BUG: scalars missing several methods for array api compat #27305

Illviljan · 2024-08-28T20:44:36Z

Describe the issue:

I keep getting stuck trying to get tests in https://github.com/data-apis/array-api-tests to pass and the final errors are often due to numpy arrays having turned into scalars and the tests not expecting that, (https://data-apis.org/array-api/draft/API_specification/array_object.html)

Reading #26850 it seems the intention is that the scalars should support the array api spec?

Reproduce the code example:

import numpy as np
import array_api_strict as xps


# Some examples:
xps.mean(xps.asarray(4, dtype=xps.float32)).__iadd__(1)
np.mean(np.asarray(4, dtype=np.float32)).__iadd__(1) # AttributeError: 'numpy.float32' object has no attribute '__iadd__'

xps.all(xps.asarray(True, dtype=xps.bool)).__ior__(False)
np.all(np.asarray(True, dtype=np.bool)).__ior__(False)  # AttributeError: 'numpy.bool' object has no attribute '__ior__'

xps.mean(xps.asarray(4, dtype=xps.float32)).__complex__()
np.mean(np.asarray(4, dtype=np.float32)).__complex__() # AttributeError: 'numpy.float32' object has no attribute '__complex__'

Error message:

No response

Python and NumPy Versions:

import sys, numpy; print(numpy.version); print(sys.version)
2.1.0
3.12.2 | packaged by conda-forge | (main, Feb 16 2024, 20:42:31) [MSC v.1937 64 bit (AMD64)]

Runtime Environment:

No response

Context for the issue:

No response

ngoldbaum · 2024-08-29T17:31:25Z

So one issue with the in-place operators is that scalars are immutable. Maybe we could implement them but make them return a copy? But maybe a in-place operation returning a copy is confusing?

Implementing __complex__ makes sense. I guess the reason it's missing is there isn't a PyNumberMethod slot for it as far as I can see: https://docs.python.org/3/c-api/typeobj.html. You'd probably need to "manually" define a function named __complex__.

ngoldbaum · 2024-09-04T18:14:33Z

This is the current behavior:

In [6]: a = np.int64(3)

In [7]: id(a)
Out[7]: 2199088643840

In [8]: a += 3

In [9]: id(a)
Out[9]: 2199088641120

I think implementing __iadd__ and making it return a copy doesn't actually change this behavior. So we should do that.

I added a 2.2.0 milestone.

I think __iadd__ and __ior__ are probably the easiest since there are PyNumberMethod slots for them.

For __complex__ someone would need to define a python function (in C) named __complex__ that does the conversion to a PyComplex.

Illviljan · 2024-09-06T05:07:55Z

Setting up array-api-tests to run with scalars will probably be helpful as well.
It might smoke out more missing methods.

Ishankoradia · 2024-09-30T17:02:17Z

@ngoldbaum have we decided to do this ?
I wanted to give it a shot.

ngoldbaum · 2024-09-30T17:05:35Z

@Ishankoradia go ahead.
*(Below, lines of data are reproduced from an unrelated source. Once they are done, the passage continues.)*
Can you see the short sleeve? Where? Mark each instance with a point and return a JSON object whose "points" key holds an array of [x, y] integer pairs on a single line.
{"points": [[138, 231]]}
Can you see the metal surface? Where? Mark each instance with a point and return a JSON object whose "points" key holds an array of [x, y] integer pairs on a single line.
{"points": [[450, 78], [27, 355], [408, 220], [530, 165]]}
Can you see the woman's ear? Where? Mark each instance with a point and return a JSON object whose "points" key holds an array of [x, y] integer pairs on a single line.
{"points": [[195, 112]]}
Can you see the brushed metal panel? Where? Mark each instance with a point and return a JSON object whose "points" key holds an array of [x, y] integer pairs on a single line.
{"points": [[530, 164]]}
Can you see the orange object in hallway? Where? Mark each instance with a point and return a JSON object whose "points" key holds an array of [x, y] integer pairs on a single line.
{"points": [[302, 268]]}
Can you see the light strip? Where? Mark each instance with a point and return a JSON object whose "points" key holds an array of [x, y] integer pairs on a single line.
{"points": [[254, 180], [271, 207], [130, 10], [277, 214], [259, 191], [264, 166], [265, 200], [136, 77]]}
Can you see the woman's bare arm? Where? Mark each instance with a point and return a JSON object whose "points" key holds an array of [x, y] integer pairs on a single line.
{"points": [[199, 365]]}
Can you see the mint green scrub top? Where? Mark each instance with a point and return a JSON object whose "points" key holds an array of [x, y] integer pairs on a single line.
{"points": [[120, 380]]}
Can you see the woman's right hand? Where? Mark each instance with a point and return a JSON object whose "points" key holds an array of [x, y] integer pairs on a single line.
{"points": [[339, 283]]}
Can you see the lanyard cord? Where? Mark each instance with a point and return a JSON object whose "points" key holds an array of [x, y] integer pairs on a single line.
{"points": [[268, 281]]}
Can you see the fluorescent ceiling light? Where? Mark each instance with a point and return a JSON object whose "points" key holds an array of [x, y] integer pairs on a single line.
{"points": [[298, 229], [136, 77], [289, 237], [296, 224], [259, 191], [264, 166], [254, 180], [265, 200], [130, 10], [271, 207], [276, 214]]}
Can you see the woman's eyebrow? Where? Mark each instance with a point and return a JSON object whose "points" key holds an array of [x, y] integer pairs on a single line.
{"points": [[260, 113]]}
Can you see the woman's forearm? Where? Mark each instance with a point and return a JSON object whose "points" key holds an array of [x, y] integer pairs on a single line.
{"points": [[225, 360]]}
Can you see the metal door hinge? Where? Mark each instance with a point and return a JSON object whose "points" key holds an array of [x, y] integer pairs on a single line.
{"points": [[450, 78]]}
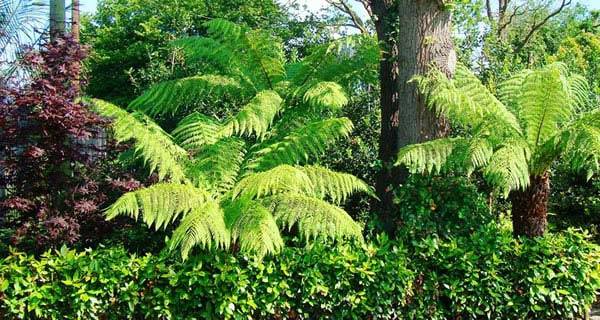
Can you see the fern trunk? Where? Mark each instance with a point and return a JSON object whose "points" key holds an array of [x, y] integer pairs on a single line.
{"points": [[530, 207], [414, 36]]}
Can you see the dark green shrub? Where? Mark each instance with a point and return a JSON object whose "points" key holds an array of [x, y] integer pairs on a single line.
{"points": [[485, 275], [489, 275], [323, 281], [441, 206]]}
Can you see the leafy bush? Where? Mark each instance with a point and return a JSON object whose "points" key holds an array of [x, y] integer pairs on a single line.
{"points": [[323, 281], [489, 275], [443, 206]]}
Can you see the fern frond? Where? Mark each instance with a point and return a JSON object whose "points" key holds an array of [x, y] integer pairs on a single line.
{"points": [[159, 204], [582, 144], [545, 104], [216, 166], [266, 53], [169, 96], [151, 143], [254, 228], [204, 226], [223, 30], [283, 178], [465, 100], [302, 144], [256, 117], [335, 185], [508, 169], [326, 96], [196, 131], [427, 157], [314, 217]]}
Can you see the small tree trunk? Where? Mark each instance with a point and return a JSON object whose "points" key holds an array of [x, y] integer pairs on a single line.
{"points": [[414, 35], [57, 19], [530, 207]]}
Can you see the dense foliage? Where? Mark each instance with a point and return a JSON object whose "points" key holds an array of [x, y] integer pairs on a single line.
{"points": [[487, 275], [241, 179], [53, 180]]}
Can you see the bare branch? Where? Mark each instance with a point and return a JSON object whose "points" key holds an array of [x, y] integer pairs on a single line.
{"points": [[344, 7], [537, 26]]}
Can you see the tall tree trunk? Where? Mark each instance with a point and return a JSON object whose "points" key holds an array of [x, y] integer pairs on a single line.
{"points": [[75, 20], [530, 207], [57, 19], [414, 35]]}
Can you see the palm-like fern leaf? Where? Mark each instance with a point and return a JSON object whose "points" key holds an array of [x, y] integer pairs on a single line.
{"points": [[545, 103], [465, 100], [334, 185], [283, 178], [152, 144], [159, 204], [302, 144], [254, 228], [326, 95], [170, 96], [256, 117], [428, 157], [314, 217], [508, 167], [217, 166], [197, 130], [203, 226]]}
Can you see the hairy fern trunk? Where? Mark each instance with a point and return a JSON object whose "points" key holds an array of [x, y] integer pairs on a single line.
{"points": [[530, 207]]}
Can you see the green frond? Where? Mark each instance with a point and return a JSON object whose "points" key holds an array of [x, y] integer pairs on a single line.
{"points": [[335, 185], [326, 96], [159, 204], [223, 29], [254, 228], [216, 166], [510, 89], [466, 101], [265, 52], [170, 96], [302, 144], [151, 143], [427, 157], [204, 226], [283, 178], [196, 131], [313, 216], [582, 144], [545, 104], [508, 169], [256, 117]]}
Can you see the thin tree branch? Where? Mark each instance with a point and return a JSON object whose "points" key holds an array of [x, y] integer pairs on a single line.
{"points": [[537, 26], [344, 7]]}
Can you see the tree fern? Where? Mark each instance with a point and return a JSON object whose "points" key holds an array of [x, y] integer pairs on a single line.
{"points": [[515, 137], [160, 204], [314, 217], [170, 96], [152, 144], [203, 226], [302, 144], [238, 180]]}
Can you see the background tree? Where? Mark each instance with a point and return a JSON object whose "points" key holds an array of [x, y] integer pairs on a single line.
{"points": [[514, 138]]}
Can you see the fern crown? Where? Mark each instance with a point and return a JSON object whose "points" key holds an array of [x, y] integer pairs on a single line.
{"points": [[244, 178]]}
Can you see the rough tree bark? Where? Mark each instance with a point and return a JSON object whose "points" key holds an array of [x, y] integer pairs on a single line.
{"points": [[57, 19], [415, 35], [530, 207]]}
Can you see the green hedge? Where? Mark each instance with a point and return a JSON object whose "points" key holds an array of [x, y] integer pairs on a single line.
{"points": [[487, 275]]}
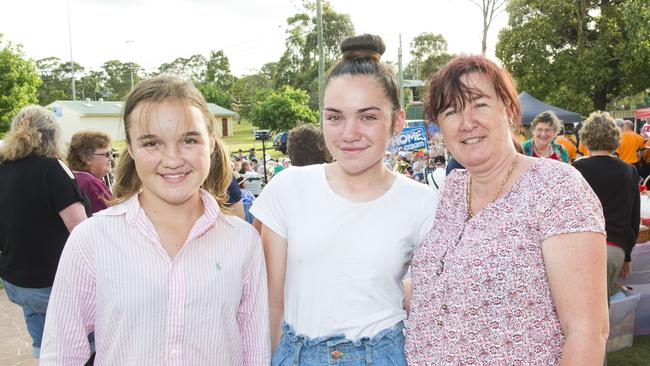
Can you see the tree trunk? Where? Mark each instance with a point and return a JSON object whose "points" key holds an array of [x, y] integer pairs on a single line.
{"points": [[600, 98]]}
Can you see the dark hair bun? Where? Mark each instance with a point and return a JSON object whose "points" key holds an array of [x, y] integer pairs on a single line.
{"points": [[365, 46]]}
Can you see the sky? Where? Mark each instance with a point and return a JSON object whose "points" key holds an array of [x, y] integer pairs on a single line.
{"points": [[250, 32]]}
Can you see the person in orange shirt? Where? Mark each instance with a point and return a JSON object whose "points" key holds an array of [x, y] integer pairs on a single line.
{"points": [[631, 143], [568, 144], [582, 150]]}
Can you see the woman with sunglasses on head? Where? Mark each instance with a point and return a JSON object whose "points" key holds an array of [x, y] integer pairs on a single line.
{"points": [[40, 203], [90, 157], [513, 271], [338, 248]]}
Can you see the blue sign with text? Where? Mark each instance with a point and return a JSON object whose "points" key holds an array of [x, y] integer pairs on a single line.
{"points": [[410, 139]]}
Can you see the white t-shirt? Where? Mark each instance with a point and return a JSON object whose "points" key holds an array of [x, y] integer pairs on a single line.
{"points": [[345, 260]]}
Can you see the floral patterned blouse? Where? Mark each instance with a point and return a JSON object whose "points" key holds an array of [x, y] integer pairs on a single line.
{"points": [[480, 291]]}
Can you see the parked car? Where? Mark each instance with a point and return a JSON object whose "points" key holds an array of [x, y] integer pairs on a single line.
{"points": [[261, 134], [280, 142]]}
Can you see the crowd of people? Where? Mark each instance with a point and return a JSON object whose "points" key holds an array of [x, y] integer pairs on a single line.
{"points": [[342, 253]]}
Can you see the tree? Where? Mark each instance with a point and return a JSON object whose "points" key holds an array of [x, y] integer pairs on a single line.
{"points": [[57, 79], [490, 9], [218, 71], [213, 94], [298, 66], [578, 55], [193, 68], [283, 109], [423, 46], [247, 89], [118, 78], [429, 53], [19, 82]]}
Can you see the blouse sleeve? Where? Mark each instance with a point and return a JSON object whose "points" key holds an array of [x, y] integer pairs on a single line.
{"points": [[567, 204], [70, 312], [270, 206], [62, 186]]}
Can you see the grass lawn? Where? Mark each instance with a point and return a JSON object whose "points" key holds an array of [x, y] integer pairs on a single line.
{"points": [[637, 355], [242, 139]]}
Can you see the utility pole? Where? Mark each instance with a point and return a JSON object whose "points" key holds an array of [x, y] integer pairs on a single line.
{"points": [[131, 64], [74, 92], [321, 61], [399, 74]]}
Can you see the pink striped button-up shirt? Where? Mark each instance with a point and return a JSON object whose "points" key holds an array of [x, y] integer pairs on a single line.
{"points": [[205, 306]]}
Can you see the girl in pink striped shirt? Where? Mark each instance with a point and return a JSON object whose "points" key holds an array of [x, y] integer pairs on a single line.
{"points": [[165, 276]]}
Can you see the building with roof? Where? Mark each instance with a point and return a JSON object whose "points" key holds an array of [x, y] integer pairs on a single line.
{"points": [[106, 116]]}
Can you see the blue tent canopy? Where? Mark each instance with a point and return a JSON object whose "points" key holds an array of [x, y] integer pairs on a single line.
{"points": [[531, 107]]}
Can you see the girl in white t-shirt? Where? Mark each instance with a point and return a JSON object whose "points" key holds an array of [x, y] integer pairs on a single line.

Having a milestone means we're planning to do it. We also don't claim issues, just go ahead and work on it.

Ishankoradia · 2024-09-30T17:32:20Z

Gotcha !!

@ngoldbaum I am looking at the core/__init__.pyi, i can see that for method __iadd__ we only accept NDArray. I am guessing my first step would be to add a method overload to accept scalar. Am i in the right direction ?

ngoldbaum · 2024-09-30T17:41:01Z

No, in order to implement these functions you'll need to modify the C internals of NumPy.

Here is where the PyNumberMethods struct is set up for all of the NumPy scalar types:

numpy/numpy/_core/src/umath/scalarmath.c.src

Lines 1974 to 1997 in f37a4f3

    
           static PyNumberMethods @name@_as_number = { 
        
               .nb_add = (binaryfunc)@name@_add, 
        
               .nb_subtract = (binaryfunc)@name@_subtract, 
        
               .nb_multiply = (binaryfunc)@name@_multiply, 
        
               .nb_remainder = (binaryfunc)@name@_remainder, 
        
               .nb_divmod = (binaryfunc)@name@_divmod, 
        
               .nb_power = (ternaryfunc)@name@_power, 
        
               .nb_negative = (unaryfunc)@name@_negative, 
        
               .nb_positive = (unaryfunc)@name@_positive, 
        
               .nb_absolute = (unaryfunc)@name@_absolute, 
        
               .nb_bool = (inquiry)@name@_bool, 
        
               .nb_invert = (unaryfunc)@name@_invert, 
        
               .nb_lshift = (binaryfunc)@name@_lshift, 
        
               .nb_rshift = (binaryfunc)@name@_rshift, 
        
               .nb_and = (binaryfunc)@name@_and, 
        
               .nb_xor = (binaryfunc)@name@_xor, 
        
               .nb_or = (binaryfunc)@name@_or, 
        
               .nb_int = (unaryfunc)@name@_int, 
        
               .nb_float = (unaryfunc)@name@_float, 
        
               .nb_floor_divide = (binaryfunc)@name@_floor_divide, 
        
               .nb_true_divide = (binaryfunc)@name@_true_divide, 
        
               /* TODO: This struct/initialization should not be split between files */ 
        
               .nb_index = (unaryfunc)NULL,  /* set in add_scalarmath below */ 
        
           };

This is inside a file that is written in NumPy's custom templating language used for codegen internally.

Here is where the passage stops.